When King County shifted to an all-mail voting system in 2009, it was supposed to increase voter participation. A progress report published Thursday makes the tentative conclusion that it hasn’t.
“It is interesting to note that voting by mail appears to have made no difference in election turnout,” wrote Mike Alvine, the report’s author and an analyst for the Metropolitan King County Council. Turnout was about the same — about 53 percent — in two comparable general elections, one before and one after the county implemented vote-by-mail.
The council’s Government Accountability and Oversight Committee is scheduled to discuss the report Tuesday. Increasing voter participation was a key objective in switching to a vote-by-mail system, according to a May 2006 council briefing.
Vote-by-mail had the backing of then-County Executive Ron Sims, who also suggested it would increase voter turnout. Councilmember Kathy Lambert, who chairs the county’s oversight committee, asked Alvine to study three aspects of the all-mail voting system: turnout, cost and accuracy.

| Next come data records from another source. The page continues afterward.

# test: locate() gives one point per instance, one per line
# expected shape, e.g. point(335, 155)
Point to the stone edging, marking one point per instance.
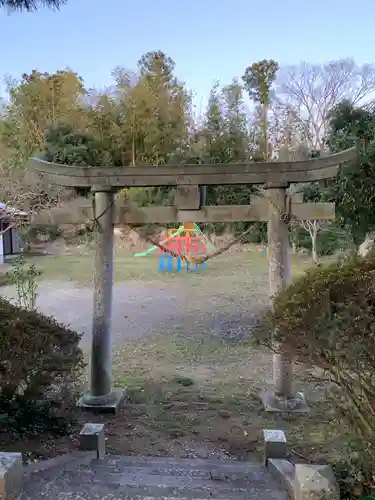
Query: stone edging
point(301, 481)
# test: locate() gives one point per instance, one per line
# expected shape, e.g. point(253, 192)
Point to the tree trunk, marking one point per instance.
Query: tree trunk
point(314, 236)
point(367, 245)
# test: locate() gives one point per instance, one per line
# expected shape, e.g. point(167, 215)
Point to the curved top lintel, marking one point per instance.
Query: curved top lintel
point(278, 172)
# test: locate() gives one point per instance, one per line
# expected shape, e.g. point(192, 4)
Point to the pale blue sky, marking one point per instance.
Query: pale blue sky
point(208, 39)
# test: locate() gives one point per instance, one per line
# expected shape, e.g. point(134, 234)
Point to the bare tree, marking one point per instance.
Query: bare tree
point(312, 90)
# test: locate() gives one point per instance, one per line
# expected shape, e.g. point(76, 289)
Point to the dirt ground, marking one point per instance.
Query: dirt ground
point(184, 350)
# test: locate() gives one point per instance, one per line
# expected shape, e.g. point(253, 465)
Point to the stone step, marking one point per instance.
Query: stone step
point(150, 478)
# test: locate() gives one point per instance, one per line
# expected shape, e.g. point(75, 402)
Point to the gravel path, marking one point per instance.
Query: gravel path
point(139, 310)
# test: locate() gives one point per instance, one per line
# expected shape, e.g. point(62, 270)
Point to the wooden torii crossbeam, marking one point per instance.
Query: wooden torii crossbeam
point(276, 207)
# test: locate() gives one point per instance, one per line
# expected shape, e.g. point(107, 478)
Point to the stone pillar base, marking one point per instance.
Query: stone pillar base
point(276, 404)
point(109, 403)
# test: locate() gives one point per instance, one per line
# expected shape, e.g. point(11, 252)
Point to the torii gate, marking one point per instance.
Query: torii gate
point(275, 177)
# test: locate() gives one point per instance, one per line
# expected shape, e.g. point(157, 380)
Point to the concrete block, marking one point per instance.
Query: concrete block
point(92, 438)
point(274, 444)
point(11, 475)
point(315, 482)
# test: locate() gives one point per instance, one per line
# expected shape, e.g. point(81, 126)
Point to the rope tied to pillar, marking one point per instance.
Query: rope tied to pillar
point(286, 217)
point(191, 260)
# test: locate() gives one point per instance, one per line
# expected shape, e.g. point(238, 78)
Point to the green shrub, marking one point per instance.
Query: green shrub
point(326, 319)
point(40, 366)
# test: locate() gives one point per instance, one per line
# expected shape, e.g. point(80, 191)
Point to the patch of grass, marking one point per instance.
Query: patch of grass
point(211, 394)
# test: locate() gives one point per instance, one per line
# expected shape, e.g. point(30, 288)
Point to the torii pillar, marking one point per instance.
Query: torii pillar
point(281, 398)
point(101, 397)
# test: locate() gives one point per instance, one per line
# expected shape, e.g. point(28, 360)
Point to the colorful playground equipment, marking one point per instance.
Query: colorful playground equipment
point(186, 242)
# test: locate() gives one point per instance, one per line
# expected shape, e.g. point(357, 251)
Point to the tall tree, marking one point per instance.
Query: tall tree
point(258, 80)
point(313, 90)
point(40, 101)
point(354, 189)
point(31, 5)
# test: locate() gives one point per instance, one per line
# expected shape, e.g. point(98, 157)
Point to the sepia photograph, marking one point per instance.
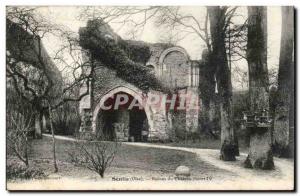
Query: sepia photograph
point(150, 98)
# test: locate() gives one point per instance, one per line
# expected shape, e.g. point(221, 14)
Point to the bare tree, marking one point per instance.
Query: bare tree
point(18, 130)
point(32, 71)
point(223, 76)
point(260, 152)
point(283, 125)
point(95, 156)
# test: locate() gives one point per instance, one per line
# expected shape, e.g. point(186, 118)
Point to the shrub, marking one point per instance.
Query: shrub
point(95, 156)
point(19, 171)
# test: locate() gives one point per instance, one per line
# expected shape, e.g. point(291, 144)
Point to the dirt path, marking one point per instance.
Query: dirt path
point(280, 178)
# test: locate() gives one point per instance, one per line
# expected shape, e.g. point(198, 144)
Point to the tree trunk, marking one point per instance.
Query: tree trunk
point(53, 139)
point(282, 136)
point(38, 125)
point(223, 76)
point(260, 152)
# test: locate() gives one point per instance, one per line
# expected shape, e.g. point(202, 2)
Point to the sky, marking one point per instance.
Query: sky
point(68, 16)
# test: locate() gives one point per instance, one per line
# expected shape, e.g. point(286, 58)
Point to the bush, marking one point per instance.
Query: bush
point(19, 171)
point(66, 119)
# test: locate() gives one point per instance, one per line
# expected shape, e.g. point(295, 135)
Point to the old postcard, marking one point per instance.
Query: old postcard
point(108, 98)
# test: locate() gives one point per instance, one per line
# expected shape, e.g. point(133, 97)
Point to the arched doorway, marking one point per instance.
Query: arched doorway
point(113, 118)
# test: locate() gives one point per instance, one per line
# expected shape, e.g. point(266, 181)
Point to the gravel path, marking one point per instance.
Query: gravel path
point(282, 178)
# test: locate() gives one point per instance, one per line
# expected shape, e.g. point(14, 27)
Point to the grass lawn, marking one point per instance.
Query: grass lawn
point(129, 161)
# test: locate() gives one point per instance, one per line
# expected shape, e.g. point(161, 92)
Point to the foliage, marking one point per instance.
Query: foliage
point(104, 46)
point(18, 171)
point(66, 119)
point(19, 122)
point(95, 156)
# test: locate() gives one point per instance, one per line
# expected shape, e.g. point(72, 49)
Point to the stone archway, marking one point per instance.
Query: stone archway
point(133, 92)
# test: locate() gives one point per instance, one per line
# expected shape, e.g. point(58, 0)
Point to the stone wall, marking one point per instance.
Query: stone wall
point(172, 66)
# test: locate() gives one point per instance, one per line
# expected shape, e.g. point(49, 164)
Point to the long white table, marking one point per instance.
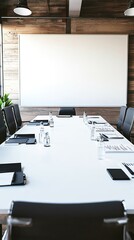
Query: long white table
point(69, 170)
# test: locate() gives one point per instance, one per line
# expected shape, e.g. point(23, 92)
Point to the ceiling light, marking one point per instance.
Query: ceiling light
point(22, 8)
point(130, 10)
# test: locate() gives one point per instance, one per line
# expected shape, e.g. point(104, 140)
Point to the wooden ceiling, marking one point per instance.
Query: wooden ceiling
point(60, 8)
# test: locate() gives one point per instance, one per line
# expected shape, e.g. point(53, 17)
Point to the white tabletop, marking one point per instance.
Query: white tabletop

The report reviewed data from 27 elections before using an all-mail system and eight elections after, including one Seattle-only election.
King County, with 1.1 million registered voters, is the largest jurisdiction in the country to use an all-mail election system. This year Washington state became the second state — after Oregon — to require all its counties to use mail-only systems. Only Pierce County hadn’t already made the switch.